The TDSB chose ‘natural’ infill of silica pellets, coated with acrylic polymers for LLPS. The pellets eventually disintegrate into silica dust that can cause lung damage, and is recognized by the United States Environmental Protection Agency as a carcinogen. Combined with the disintegrating acrylic polymers, it forms plastic dust and micro-debris.
Artificial turf doesn’t stay sterile. Sweat, blood, spit, bird and animal droppings require routine spraying with toxic chemicals that can be inhaled, absorbed through skin, contaminate clothing, shoes and pets, and be carried into schools, cars, and homes.
The off-gassing chemicals from the turf mix, combined with the cleaning chemicals, could create a toxic soup for children to play on.
The impermeable carpet base contributes to increased runoff and flooding that carries plastic particles into the streets, sewers, and our water system. However, if drainage is done correctly, which TDSB was planning, absorption is better.
Toronto Public Health’s list of precautions include supervising small children, not eating on the field, regular monitoring of contaminants, preventing tracking of infill, and hand washing.

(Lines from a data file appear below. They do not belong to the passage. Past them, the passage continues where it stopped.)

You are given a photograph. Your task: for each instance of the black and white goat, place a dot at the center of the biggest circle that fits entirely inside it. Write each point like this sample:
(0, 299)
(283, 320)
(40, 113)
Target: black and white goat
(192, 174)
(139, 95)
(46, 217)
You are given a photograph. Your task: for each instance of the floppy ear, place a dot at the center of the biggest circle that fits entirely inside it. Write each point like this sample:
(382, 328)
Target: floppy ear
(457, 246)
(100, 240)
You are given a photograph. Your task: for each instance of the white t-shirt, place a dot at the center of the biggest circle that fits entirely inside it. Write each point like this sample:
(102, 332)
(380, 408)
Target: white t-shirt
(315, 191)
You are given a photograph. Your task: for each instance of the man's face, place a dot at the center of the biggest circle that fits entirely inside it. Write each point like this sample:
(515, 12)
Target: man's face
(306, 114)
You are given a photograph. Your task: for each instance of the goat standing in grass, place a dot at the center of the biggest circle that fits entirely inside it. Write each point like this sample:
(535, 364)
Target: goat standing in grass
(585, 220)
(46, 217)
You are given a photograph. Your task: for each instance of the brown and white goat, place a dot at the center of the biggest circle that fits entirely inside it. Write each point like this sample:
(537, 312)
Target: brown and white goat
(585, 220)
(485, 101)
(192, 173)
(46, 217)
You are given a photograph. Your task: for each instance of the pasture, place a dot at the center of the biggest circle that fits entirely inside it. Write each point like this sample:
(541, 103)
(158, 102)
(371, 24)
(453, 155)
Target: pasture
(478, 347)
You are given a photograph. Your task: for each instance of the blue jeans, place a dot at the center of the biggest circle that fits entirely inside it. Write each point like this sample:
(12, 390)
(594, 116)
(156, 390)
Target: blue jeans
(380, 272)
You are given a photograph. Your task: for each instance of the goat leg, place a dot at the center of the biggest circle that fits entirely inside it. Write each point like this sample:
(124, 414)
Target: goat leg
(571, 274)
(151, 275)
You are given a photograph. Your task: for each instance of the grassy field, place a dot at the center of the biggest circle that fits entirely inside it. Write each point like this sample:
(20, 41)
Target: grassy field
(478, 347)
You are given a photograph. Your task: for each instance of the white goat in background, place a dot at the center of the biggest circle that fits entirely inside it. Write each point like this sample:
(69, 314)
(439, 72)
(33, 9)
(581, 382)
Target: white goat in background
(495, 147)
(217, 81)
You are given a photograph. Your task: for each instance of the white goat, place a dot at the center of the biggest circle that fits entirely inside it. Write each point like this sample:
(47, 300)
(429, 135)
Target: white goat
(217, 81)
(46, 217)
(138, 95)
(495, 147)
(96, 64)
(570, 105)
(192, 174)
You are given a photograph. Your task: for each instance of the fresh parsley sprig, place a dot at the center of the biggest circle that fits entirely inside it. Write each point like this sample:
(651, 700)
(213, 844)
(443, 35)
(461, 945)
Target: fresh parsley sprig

The 400 students attending LLPS would need to shake out their hair, clothes and shoes, and wash their hands after playing in the morning, lunch, and after both recesses—pretty much an administrative nightmare.
Causyn’s extensive research and outreach helped parents and teachers vote overwhelmingly against artificial turf at a March 2019 meeting. The victory sent a strong message about protecting our environment and our children.
Rochelle Rubinstein, an anti-artificial turf activist in Toronto, wants people to know that, despite her efforts, “the TDSB refuses to acknowledge any health concerns. The TDSB continues to replace school fields and playgrounds with artificial turf, without heeding its mandate to protect the health and safety of its students. This is especially heinous in elementary schools, as younger children are particularly vulnerable to heat-related illnesses, and to ingesting, inhaling and dermally absorbing toxins from the infill.”
Rubinstein’s message to both boards is “take a stand now, before we have mountains of evidence in the form of sick kids, against something that clearly is not good for either our environment or our children.”
Text by Doreen Nicoll, who is a freelance writer living in Burlington.